23 Alternative public sphere or sphere of multiple alternative publics? ► Public sphere as an ensemble of discursive spaces between civil society and the state where ordinary citizens – either on their own or as representatives of larger social groupings - can debate public issues of concern to them. ► Subaltern counter-publics – indicates that alternative media represent parallel and at times overlapping discursive spaces where participants can debate public issues of particular concern to them.

24 ► Also, external reach – Keane’s three part typology of “micro” (local), “meso” (regional/ national) and “macro” (global) public spheres:  Micro: Lack of access to people residing outside the immediate community – lack of ties to broader spheres of public debate  Macro: e.g. Indymedia. Geographically dispersed participants given opportunity to debate issues and events of common concern – collaboration on global activist initiatives  Meso: Producing programming on a national scale to local radio stations, newspapers

25 A constructive approach to citizen participation… ► Advocate measures that correspond to the nature of particular issues under investigation. ► i.e.
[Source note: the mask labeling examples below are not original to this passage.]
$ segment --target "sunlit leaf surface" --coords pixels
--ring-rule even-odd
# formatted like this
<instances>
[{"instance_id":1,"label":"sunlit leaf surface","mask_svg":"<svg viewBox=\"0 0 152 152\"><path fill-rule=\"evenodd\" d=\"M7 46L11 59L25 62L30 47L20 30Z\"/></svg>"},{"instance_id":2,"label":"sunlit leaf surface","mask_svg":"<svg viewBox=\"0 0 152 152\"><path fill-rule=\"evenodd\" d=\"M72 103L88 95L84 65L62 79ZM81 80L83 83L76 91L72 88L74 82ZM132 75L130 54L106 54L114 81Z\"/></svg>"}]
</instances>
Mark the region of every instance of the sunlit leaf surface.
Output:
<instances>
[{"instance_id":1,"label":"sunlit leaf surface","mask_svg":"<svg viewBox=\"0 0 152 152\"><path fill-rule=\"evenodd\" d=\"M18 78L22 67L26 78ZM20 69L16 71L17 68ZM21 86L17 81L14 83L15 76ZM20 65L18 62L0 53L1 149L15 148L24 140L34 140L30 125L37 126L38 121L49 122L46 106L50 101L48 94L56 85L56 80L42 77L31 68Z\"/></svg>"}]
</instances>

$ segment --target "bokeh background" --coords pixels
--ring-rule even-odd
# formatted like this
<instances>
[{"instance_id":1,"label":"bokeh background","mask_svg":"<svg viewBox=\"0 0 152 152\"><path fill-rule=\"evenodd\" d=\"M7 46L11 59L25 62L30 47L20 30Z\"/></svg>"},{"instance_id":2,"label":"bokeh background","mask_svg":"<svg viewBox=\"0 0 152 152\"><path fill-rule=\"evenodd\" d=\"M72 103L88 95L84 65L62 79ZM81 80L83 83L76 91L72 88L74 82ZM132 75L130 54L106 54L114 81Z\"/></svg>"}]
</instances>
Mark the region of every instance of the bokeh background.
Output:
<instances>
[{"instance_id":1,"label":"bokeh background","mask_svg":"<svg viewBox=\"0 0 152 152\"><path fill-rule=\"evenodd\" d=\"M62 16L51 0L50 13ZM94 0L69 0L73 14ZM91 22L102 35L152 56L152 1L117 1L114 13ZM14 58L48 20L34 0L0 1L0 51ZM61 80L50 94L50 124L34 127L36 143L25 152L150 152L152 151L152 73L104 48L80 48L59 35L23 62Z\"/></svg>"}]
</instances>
News organisations should carefully consider whether:  Issues can be adequately addressed through voluntary community intervention or whether they require intervention of more deep-seated, systemic character;  Issues can be adequately addressed through local intervention (whether citizen-based or systemic) or whether they require intervention of regional, provincial, national or even international scope.

26 The ethics of advocacy journalism ► Sue Careless, The Interim:  An advocate speaks or pleads on behalf of another, giving the other a face and a voice.  Advocacy journals have a declared bias, a publicly acknowledged editorial point of view  They are upfront about their editorial position even on their masthead.  Mainstream media have biases which are often hidden or implicit – because their editorial viewpoint supposedly reflects what the majority values, no one thinks much about it.

27 ► But, mainstream media can also be out of step with the majority opinion ► “When the mainstream media ignores, trivializes or seriously distorts your cause or issue, then your cause or community needs its own media.” ► But, good advocacy journalism vs. bad.

28 Rules for advocacy journalism ► Is being an advocate journalist the same as being an activist? ► “There are lines which should never be crossed by a professional journalist. If you only spout slogans and clichés, and rant and rave, you are only a polemicist, you won't educate or persuade anyone, and those "on side" will find you boring and repetitious.” ► Can a journalist have a declared bias and still practice journalism in a professional manner? ► Yes - you may be seen as even more credible if your perspective is acknowledged up front.

29 ► A journalist writing for the advocacy press should practice the same skills as any journalist - don't fabricate or falsify. ► Don't fudge or suppress vital facts or present half-truths ► Fairness and thoroughness. Verify your facts and quotes. Use multiple sources and try to cite neutral sources for statistics. ► A good journalist must argue against his/her own convictions. You will be far more credible if you write with a critical edge.

30 ► "Balanced" coverage: ► Advocacy journalism does not generally give equal time to opponents, but neither does the mainstream press. ► In opinion writing, as in debate, you must be able to answer your opponent's best arguments. ► Does your opposition, moreover, have some valid criticism you should hear? ► Advocacy journalists should also cover stories that may be unflattering to their own cause or community.

31 Why we need advocacy media? ► Can you trust media with a vested interest? ► No, but no single source should ever be trusted completely. Vested interests are going to work harder at unearthing evidence for their cause or constituency for which the mass media wouldn't bother digging. ► Society is made up of various communities of interest like small, overlapping circles. Mass media aims at the whole pool and barely skims the surface. The alternative media, which aims at a smaller circle, a smaller audience, can dive deeper.